For Prime Minister Benjamin Netanyahu, civilian victims are not the same: those in Israel are victims of terrorism and those in Gaza, those who are dying from its bombs, are collateral victims. The United States has asked that operations be more precise, while the International Red Cross describes a Dantesque panorama among Gazan civilians. The bombs illuminate the sky of Rafah, but this is no longer the only reason why Gazans die. The lack of food leads them to board, desperate, trucks with humanitarian aid because they barely have anything to put in their mouths.

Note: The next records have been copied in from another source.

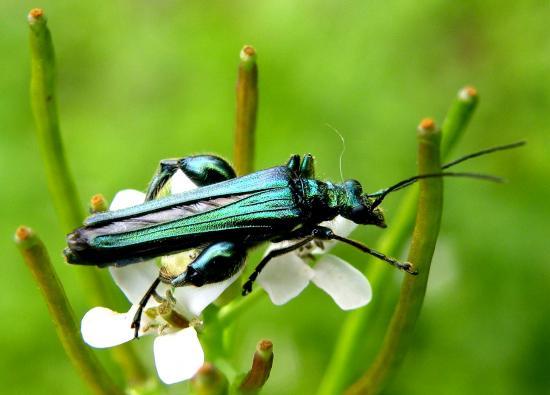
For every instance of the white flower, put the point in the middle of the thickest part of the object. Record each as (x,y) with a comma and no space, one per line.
(284,277)
(177,350)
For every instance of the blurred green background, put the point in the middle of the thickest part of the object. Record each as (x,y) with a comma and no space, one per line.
(144,80)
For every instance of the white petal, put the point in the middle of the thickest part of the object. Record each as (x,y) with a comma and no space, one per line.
(345,284)
(285,277)
(181,183)
(340,226)
(134,280)
(193,300)
(127,198)
(178,355)
(101,327)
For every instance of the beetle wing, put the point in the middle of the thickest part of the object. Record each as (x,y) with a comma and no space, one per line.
(276,177)
(251,216)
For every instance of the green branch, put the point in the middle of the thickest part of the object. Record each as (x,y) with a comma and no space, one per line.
(247,108)
(338,374)
(44,105)
(60,182)
(36,257)
(428,219)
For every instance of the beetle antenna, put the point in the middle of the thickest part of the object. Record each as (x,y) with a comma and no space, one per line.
(342,151)
(486,151)
(380,195)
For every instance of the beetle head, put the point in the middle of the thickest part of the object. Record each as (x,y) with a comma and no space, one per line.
(358,207)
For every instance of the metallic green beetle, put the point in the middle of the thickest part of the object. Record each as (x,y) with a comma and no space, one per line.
(227,216)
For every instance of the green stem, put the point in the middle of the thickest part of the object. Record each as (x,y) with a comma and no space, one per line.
(36,257)
(43,100)
(228,313)
(352,334)
(247,106)
(60,182)
(258,374)
(401,329)
(209,381)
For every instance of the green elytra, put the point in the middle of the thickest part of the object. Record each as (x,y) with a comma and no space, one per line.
(226,216)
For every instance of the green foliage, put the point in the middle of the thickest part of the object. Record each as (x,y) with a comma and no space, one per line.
(142,81)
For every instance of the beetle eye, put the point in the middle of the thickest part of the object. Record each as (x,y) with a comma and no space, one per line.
(360,214)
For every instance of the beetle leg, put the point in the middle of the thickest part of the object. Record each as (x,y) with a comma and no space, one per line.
(215,263)
(324,233)
(307,167)
(206,169)
(200,169)
(247,287)
(294,163)
(167,169)
(137,317)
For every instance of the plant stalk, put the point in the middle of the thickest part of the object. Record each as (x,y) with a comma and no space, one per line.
(338,374)
(36,257)
(401,329)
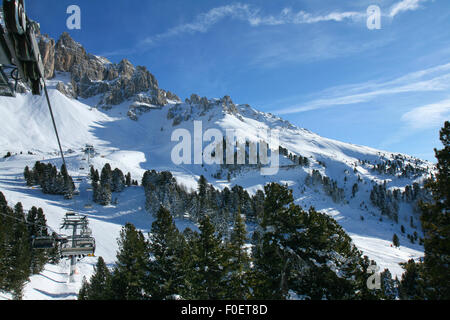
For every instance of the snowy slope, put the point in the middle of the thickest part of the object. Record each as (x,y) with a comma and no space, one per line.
(136,146)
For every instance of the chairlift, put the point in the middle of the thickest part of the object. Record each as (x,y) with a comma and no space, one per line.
(43,242)
(78,246)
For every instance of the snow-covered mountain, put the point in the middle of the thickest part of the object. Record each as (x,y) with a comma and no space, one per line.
(120,110)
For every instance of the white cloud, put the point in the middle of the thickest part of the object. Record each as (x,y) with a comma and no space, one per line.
(404,5)
(428,116)
(251,15)
(428,80)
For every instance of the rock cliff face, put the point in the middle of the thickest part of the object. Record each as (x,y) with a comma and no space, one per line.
(93,75)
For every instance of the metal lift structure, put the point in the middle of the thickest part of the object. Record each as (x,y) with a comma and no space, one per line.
(21,62)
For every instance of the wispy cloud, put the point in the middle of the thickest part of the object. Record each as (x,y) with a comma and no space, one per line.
(253,16)
(428,116)
(427,80)
(405,5)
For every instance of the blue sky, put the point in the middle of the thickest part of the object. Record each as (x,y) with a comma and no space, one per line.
(313,62)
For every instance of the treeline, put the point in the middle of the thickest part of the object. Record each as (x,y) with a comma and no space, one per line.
(329,186)
(163,189)
(107,182)
(18,261)
(293,254)
(50,180)
(429,278)
(296,159)
(388,201)
(397,167)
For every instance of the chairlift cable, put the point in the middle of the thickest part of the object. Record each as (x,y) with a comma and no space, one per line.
(54,125)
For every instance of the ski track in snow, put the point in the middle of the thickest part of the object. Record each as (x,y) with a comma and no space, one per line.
(136,146)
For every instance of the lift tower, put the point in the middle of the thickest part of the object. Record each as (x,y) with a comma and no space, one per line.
(80,243)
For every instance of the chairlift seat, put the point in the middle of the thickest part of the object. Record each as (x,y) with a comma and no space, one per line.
(43,243)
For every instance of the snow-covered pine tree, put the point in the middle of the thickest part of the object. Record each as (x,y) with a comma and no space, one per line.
(166,275)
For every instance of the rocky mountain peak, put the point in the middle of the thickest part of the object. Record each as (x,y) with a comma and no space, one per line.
(92,75)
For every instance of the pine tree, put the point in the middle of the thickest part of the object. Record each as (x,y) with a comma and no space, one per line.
(436,225)
(395,241)
(98,284)
(210,263)
(83,293)
(202,188)
(117,181)
(165,269)
(411,285)
(128,180)
(106,176)
(129,275)
(238,262)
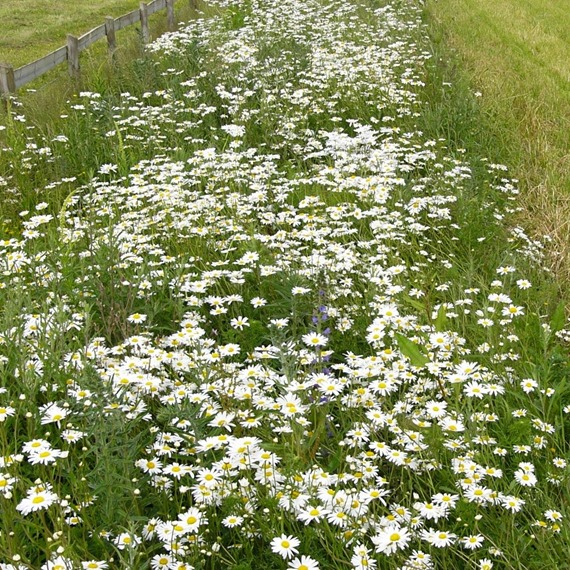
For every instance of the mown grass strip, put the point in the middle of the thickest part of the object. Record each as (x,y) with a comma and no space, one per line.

“Half the population in the Gaza Strip is dying of hunger and nine of “Every ten people are not eating enough.”, the deputy executive director of the UN World Food Program (WFP), Carl Skau, warned this Thursday. In a press conference at the United Nations headquarters in New York, Skau, who visited the Palestinian enclave over the weekend to see first-hand the situation on the ground, painted a bleak picture for the hundreds of thousands of displaced people. by the Israeli offensive.
“What you see is that there is fear“You see it in people’s eyes and you hear it when you talk to them: many questions, a lot of confusion about what is going to happen next,” he said. The US emphasizes its support for Israel while demanding operations more precise in the face of the incessant increase in Palestinian civilian victims. Jake Sullivan, the US National Security Advisor, has assured that we must “at the same time minimize harm to civilians and guarantee humanitarian aid in Gaza.”
Israel looks the other way and its defense minister insists: the offensive will continue. The Minister of Defense, Yoav Gallant, has warned that the war against Hamas “it will take more than two months“. Netanyahu, for his part, has differentiated between Israeli civilian deaths and Palestinian deaths: “There is a difference between murder, mutilation and the deliberate and systemic threat of (Israeli) civilians, which is terrorism, and the consequences of collateral casualties that accompany any war.”
His Foreign Minister, Cohen, goes further and assures that the Red Cross “should not exist” because, he points out, they have not met with the families of the hostages. With this, he makes clear that it is the Red Cross that has entered the Strip to collect, transport and safely return those freed by Hamas.